Un funcionario que decide qué quiere el pueblo en vez de oírlo, está condenado al fracaso.
En un grupo de WhatsApp de esos bien estructurados, con participantes de merecidos galones y alejados del fanatismo, surgió una encuesta que encendió el debate sobre los retos que se avecinan en las elecciones presidenciales de 2026.
La pregunta era sencilla, aunque provocadora: en el hipotético caso de que hubiera que escoger al próximo presidente entre los candidatos que participarán en la consulta del progresismo —Carolina Corcho, Iván Cepeda y Daniel Quintero—, ¿por cuál votarían?
Más allá del resultado, la discusión llevó al grupo a una reflexión de fondo: ¿cuáles deben ser los atributos de un presidente capaz de gobernar el país y de recuperar lo que hemos perdido desde los tiempos —me ahorro la polémica de precisar el año— en que Colombia parecía encaminada hacia el desarrollo?
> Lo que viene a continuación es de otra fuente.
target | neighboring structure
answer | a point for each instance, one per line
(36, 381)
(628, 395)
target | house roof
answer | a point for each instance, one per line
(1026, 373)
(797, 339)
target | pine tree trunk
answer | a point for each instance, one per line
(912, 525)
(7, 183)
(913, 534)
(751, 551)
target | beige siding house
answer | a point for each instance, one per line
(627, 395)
Aquellos años en los que no había presencia de grupos armados en quinientos municipios, el gasto y el déficit público estaban bajo control, existían subsidios y tasas preferenciales para vivienda y educación de los más vulnerables, y el sistema de salud —aunque no perfecto— funcionaba.
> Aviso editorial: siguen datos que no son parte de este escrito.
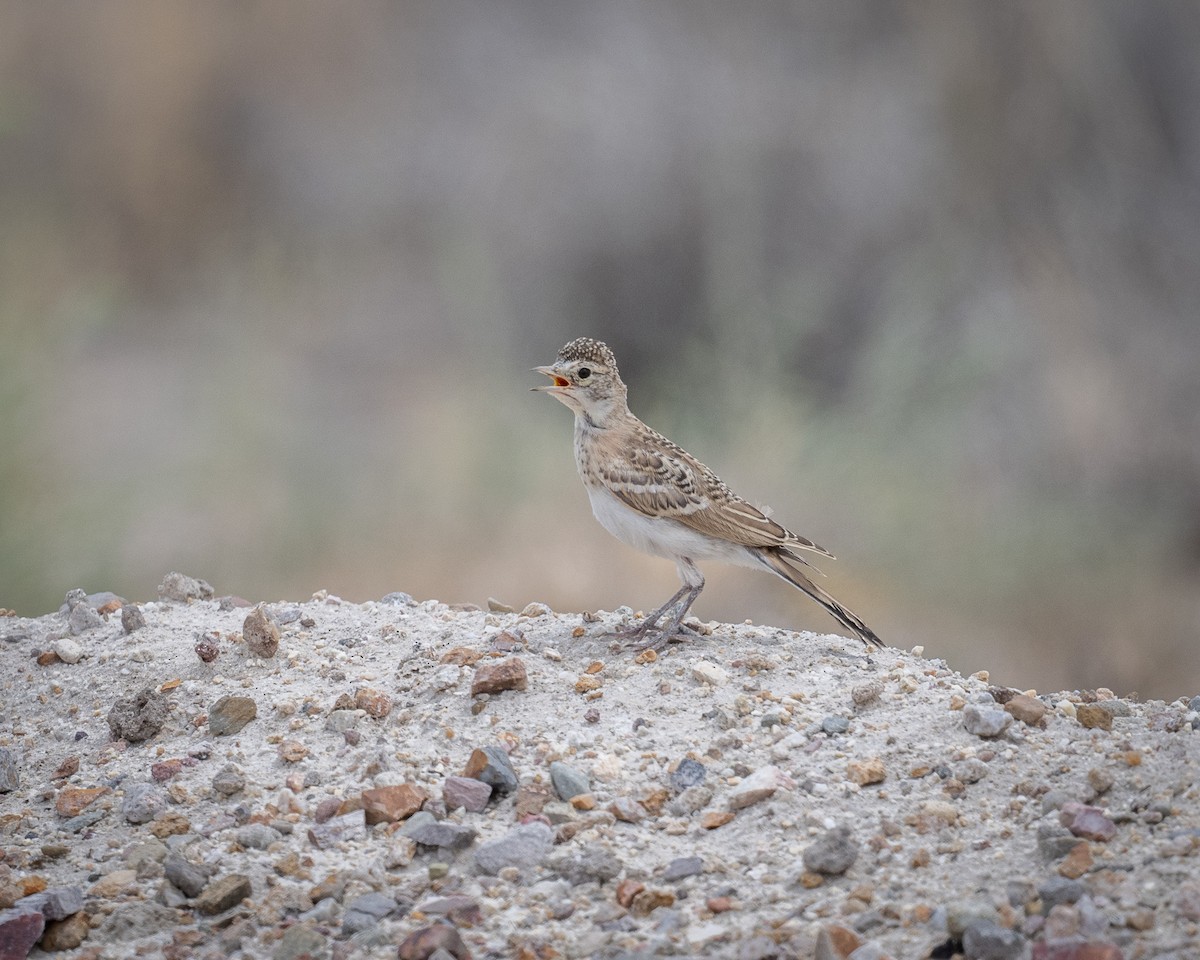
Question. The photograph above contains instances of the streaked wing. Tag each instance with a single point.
(660, 479)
Sobre la primera candidata, la doctora Carolina Corcho, la crítica recurrente fue su tendencia a gobernar desde paradigmas ideológicos, ignorando las señales que la realidad ofrece sobre los resultados de sus políticas públicas. Se le atribuyó esa ceguera cercana a la planificación central y el desdén por el mercado, que lleva a creer que es posible decidir por las personas qué es lo que necesitan, bajo la premisa de que ‘uno sabe más’.
Tras su paso por el Ministerio de Salud, Corcho mostró el defecto de no escuchar a la ciudadanía, a los expertos ni a los profesores —a quienes trató como conejillos de indias— que le advirtieron con detalle que sus medidas deterioraban la cobertura y la calidad del sistema de salud. Un funcionario que decide qué quiere el pueblo en vez de oírlo, está condenado al fracaso.
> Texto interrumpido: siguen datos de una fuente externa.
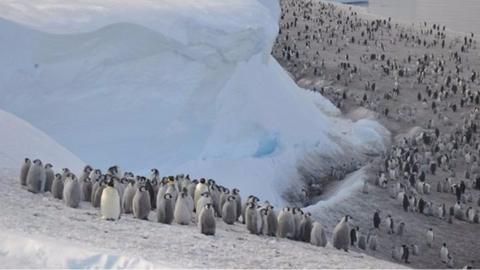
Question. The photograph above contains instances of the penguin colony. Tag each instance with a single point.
(176, 200)
(414, 76)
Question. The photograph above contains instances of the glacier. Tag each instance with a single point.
(182, 86)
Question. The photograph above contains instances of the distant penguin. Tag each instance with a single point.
(253, 218)
(183, 213)
(341, 234)
(72, 192)
(372, 242)
(318, 236)
(229, 210)
(49, 176)
(24, 171)
(204, 199)
(57, 187)
(305, 228)
(271, 222)
(141, 203)
(36, 177)
(430, 237)
(238, 199)
(286, 224)
(200, 189)
(165, 209)
(98, 191)
(362, 242)
(110, 202)
(400, 228)
(444, 253)
(127, 199)
(206, 220)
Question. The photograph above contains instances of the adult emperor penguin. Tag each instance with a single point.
(141, 203)
(165, 209)
(183, 209)
(24, 171)
(57, 187)
(128, 195)
(97, 196)
(318, 236)
(341, 234)
(286, 224)
(429, 237)
(253, 219)
(72, 191)
(229, 210)
(110, 202)
(271, 222)
(206, 220)
(36, 177)
(200, 189)
(444, 253)
(238, 199)
(305, 228)
(49, 176)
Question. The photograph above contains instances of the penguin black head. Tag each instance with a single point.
(111, 182)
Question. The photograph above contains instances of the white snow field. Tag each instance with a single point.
(37, 231)
(184, 86)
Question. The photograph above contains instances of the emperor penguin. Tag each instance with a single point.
(128, 195)
(400, 228)
(71, 191)
(253, 219)
(286, 224)
(341, 234)
(318, 236)
(305, 228)
(49, 176)
(430, 237)
(229, 210)
(271, 221)
(206, 220)
(297, 218)
(36, 177)
(200, 189)
(225, 193)
(57, 187)
(204, 199)
(165, 209)
(444, 253)
(183, 211)
(141, 203)
(98, 191)
(83, 176)
(372, 241)
(238, 199)
(110, 202)
(24, 171)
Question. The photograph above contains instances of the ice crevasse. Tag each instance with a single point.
(183, 86)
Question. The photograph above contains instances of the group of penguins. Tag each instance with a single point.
(176, 199)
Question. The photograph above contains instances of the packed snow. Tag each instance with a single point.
(182, 86)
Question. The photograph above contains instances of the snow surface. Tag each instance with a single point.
(18, 140)
(182, 86)
(37, 231)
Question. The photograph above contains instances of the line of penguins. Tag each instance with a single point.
(176, 199)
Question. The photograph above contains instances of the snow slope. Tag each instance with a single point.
(18, 140)
(37, 231)
(183, 86)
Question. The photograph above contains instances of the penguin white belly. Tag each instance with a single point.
(110, 204)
En cuanto al senador Iván Cepeda, las inquietudes fueron de otra naturaleza. Primero, se recalcó su total falta de experiencia administrativa, lo que sería equivalente a nombrar de panadero a un mecánico sin haber amasado un pan en su vida. Segundo, su desprecio reiterado por las instituciones democráticas: desde su afinidad documentada con grupos al margen de la ley, hasta su rol en el proceso contra el presidente Uribe, en el que la sentencia de una jueza socialmente cercana a él dejó serias dudas sobre el respeto a las garantías procesales.
Para muchos, un eventual gobierno de Cepeda sería una reedición del de Gustavo Petro: cargado de consignas ideológicas pero incapaz de construir el equipo necesario para llevar al país a la prosperidad. Sus inclinaciones lo podrían conducir con rapidez por la senda del autoritarismo que Colombia ha logrado evitar durante siglos.
El caso de Daniel Quintero es particular. La opinión fue que si bien tiene experiencia en el Ejecutivo y su ideología parece más oportunista que radical, su visión del mundo preocupa: ha propuesto “hacer reset” al Congreso y la rama Judicial, lo que sugiere un irrespeto profundo por las instituciones. Su administración en Medellín estuvo salpicada por acusaciones de corrupción y decisiones que, lejos de fortalecer la institucionalidad, la debilitaron. A diferencia de Cepeda, su riesgo autoritario no sería ideológico sino mafioso.
En conclusión, la mayoría de los integrantes del grupo confesó que, ante tal escenario, votaría en blanco, acompañando su decisión con plegarias para que nunca llegue a materializarse semejante disyuntiva.